Poco prima, mentre un convoglio di ambulanze scortato da cinque tecniche correva verso il luogo degli scontri, dalla Tv di stato Muammar Gheddafi era tornato a far sentire la sua voce: «Ci saranno migliaia di morti se ci sarà un intervento militare degli Stati Uniti o della Nato in Libia. Vogliono farci tornare schiavi come eravamo sotto gli italiani? Non lo accetteremo mai, entreremo in una sanguinosa guerra». Dopo aver ribadito che l'Italia è stata costretta «a inginocchiarsi e a chiedere scusa per la dominazione coloniale», Gheddafi ha usato toni duri anche contro il presidente del consiglio: «Berlusconi ha detto che non controllo più il paese? Si ricordi che la Libia è la famiglia Gheddafi!». Infine, dopo aver accusato al-Qaeda di sostenere la rivolta, un'ulteriore minaccia: la produzione di petrolio in Libia è scesa ai livelli «più bassi», a causa della partenza dei dipendenti delle società petrolifere straniere che operano nel paese.
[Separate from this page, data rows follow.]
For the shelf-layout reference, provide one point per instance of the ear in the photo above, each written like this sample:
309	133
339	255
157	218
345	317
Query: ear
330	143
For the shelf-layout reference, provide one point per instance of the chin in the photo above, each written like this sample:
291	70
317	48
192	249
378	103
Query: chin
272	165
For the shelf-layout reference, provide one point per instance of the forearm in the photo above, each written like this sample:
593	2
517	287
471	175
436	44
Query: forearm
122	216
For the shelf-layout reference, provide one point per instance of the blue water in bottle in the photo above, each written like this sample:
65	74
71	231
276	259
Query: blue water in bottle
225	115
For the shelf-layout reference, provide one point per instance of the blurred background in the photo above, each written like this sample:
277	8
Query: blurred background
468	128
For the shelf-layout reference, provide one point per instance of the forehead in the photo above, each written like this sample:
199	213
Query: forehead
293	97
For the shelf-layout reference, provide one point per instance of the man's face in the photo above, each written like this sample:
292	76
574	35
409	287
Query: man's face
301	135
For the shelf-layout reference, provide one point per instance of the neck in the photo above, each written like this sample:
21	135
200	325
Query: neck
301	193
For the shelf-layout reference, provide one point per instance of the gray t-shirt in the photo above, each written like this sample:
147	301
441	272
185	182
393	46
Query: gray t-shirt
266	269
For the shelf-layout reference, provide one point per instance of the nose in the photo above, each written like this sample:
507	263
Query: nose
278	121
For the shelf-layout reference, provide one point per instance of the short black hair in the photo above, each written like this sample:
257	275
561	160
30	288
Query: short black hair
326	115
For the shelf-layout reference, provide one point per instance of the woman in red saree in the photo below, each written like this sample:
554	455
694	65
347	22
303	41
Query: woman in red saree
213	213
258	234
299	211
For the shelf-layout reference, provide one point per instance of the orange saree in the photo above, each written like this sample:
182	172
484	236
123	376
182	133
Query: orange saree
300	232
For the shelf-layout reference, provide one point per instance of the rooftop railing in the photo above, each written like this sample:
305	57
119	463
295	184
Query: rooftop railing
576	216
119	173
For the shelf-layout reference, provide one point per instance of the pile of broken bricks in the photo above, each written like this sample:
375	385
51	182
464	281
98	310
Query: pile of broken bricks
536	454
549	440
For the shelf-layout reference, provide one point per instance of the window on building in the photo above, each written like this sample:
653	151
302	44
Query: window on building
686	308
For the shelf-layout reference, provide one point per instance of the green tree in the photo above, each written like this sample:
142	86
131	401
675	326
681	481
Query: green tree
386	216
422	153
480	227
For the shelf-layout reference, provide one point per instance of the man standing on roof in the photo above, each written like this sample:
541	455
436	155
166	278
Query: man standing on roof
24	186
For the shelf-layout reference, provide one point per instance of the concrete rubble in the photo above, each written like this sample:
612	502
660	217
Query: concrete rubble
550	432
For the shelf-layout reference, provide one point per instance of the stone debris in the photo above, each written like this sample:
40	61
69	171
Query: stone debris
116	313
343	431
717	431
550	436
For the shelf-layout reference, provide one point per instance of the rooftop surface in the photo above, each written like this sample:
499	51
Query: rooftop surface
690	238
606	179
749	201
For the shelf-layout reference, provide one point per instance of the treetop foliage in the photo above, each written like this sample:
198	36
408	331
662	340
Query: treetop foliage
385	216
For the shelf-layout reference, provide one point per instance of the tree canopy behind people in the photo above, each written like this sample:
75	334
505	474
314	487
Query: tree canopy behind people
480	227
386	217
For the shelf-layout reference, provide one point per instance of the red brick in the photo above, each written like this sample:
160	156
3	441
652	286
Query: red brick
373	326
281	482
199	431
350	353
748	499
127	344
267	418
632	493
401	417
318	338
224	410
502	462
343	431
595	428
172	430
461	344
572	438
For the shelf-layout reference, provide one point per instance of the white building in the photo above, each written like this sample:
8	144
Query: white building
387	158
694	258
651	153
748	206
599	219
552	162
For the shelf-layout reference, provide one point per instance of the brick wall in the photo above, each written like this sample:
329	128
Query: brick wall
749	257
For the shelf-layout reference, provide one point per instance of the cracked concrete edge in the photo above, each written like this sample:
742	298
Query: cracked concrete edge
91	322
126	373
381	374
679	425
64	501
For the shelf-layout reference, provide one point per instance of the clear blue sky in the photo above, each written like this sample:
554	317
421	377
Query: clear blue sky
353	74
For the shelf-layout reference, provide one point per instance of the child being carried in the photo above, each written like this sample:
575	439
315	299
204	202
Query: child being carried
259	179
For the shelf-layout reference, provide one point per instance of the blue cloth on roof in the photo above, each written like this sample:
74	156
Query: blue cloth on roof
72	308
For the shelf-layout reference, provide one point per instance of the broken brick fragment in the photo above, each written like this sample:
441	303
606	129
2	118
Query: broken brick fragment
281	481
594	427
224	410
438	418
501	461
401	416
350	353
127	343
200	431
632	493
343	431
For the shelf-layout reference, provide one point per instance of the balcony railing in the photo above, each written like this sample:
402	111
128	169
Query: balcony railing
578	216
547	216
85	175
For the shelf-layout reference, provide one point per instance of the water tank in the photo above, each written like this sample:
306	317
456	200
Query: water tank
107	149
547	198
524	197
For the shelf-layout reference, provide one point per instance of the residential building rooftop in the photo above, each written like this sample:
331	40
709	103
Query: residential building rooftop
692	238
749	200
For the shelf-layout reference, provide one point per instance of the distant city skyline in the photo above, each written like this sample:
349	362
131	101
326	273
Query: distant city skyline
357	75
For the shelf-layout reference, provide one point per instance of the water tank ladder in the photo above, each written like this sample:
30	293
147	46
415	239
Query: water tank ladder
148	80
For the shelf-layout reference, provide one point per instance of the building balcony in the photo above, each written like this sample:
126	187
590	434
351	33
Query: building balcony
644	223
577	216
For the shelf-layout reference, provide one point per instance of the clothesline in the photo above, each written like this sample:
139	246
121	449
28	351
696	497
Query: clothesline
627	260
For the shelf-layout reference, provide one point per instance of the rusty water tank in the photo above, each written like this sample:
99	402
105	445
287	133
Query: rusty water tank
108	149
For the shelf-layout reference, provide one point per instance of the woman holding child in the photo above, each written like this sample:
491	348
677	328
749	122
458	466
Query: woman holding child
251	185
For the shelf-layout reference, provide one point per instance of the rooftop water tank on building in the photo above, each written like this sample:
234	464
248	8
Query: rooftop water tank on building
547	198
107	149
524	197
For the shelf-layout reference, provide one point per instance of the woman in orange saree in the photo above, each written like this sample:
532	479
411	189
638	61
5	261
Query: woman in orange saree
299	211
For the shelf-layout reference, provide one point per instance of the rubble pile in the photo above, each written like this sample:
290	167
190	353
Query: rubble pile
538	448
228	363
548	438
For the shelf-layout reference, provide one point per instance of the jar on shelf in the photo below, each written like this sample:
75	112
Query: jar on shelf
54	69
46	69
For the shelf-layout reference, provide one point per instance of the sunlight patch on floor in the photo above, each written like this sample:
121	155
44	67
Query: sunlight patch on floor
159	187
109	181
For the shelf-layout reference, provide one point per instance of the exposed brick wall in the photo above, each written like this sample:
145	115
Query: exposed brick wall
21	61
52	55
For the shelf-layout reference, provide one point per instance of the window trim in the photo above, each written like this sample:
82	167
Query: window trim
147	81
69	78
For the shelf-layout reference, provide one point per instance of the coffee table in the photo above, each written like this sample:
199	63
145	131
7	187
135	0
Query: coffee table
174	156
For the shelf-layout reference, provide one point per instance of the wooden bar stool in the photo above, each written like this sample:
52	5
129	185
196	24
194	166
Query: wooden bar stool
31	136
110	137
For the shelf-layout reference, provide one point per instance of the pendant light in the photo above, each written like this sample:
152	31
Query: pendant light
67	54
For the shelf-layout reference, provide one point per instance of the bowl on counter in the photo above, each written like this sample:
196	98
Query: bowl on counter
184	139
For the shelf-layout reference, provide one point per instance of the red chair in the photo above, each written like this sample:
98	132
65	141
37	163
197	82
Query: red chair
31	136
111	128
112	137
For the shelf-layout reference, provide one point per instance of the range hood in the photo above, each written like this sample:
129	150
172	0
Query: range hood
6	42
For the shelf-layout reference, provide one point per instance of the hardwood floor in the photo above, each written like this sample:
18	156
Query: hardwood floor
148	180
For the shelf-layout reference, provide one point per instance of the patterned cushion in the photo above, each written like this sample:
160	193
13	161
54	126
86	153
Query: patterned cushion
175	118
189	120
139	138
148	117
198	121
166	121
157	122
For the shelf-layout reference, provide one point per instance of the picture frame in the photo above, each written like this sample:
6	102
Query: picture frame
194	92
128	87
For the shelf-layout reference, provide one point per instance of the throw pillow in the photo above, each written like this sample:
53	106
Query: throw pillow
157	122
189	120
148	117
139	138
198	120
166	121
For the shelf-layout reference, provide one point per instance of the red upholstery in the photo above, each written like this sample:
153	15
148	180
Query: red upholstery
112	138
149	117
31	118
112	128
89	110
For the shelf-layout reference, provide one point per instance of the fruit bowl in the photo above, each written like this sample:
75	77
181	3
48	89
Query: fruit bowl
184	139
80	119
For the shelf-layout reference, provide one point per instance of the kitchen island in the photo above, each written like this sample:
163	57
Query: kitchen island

Ma in prospettiva, ha aggiunto, la Libia è pronta a sostituire le compagnie petrolifere occidentali con quelle cinesi e indiane. Ci vorrà del tempo. Anche perché i due belligeranti sembrano in una situazione di stallo, mentre il bilancio dei morti continua a salire. «Si contano 6mila vittime dall'inizio della rivolta», ha dichiarato un esponente della Lega libica per i diritti umani alla tv al-Arabiya.

In serata a Bengasi, la capitale della Cirenaica da cui è partita la rivolta, molta gente si raduna nella grande piazza centrale. Più di mille giovani incendiano le foto del raìs e promettono vendetta, urlando «A Tripoli, a Tripoli». In piedi su un blocco di cemento, un uomo anziano con in mano un megafono cerca di riportare la calma: «Le forze dell'opposizione devono restare unite. Siamo la stessa mente. Non prendete l'iniziativa da soli». A pochi metri un capannello di gente discute animatamente sulla possibilità di un intervento militare americano. Da poche ore le autorità egiziane hanno reso noto che tre navi da guerra americane hanno effettuato il passaggio nel Canale di Suez e sono entrate nel Mediterraneo, in rotta verso la Libia. C'è chi è favorevole a una missione umanitaria, chi invoca un blitz contro il bunker di Gheddafi e le sue forze aeree, chi, dicendo di temere un altro Iraq, è fermamente contrario.

Il tempo non gioca a loro favore. Lo sa anche il segretario di stato americano Hillary Clinton. Durante un'audizione al Senato ha lanciato un monito preoccupante: se l'intervento internazionale non sarà valutato con estrema cautela, «c'è il rischio che la Libia sprofondi nel caos e si trasformi in una gigantesca Somalia».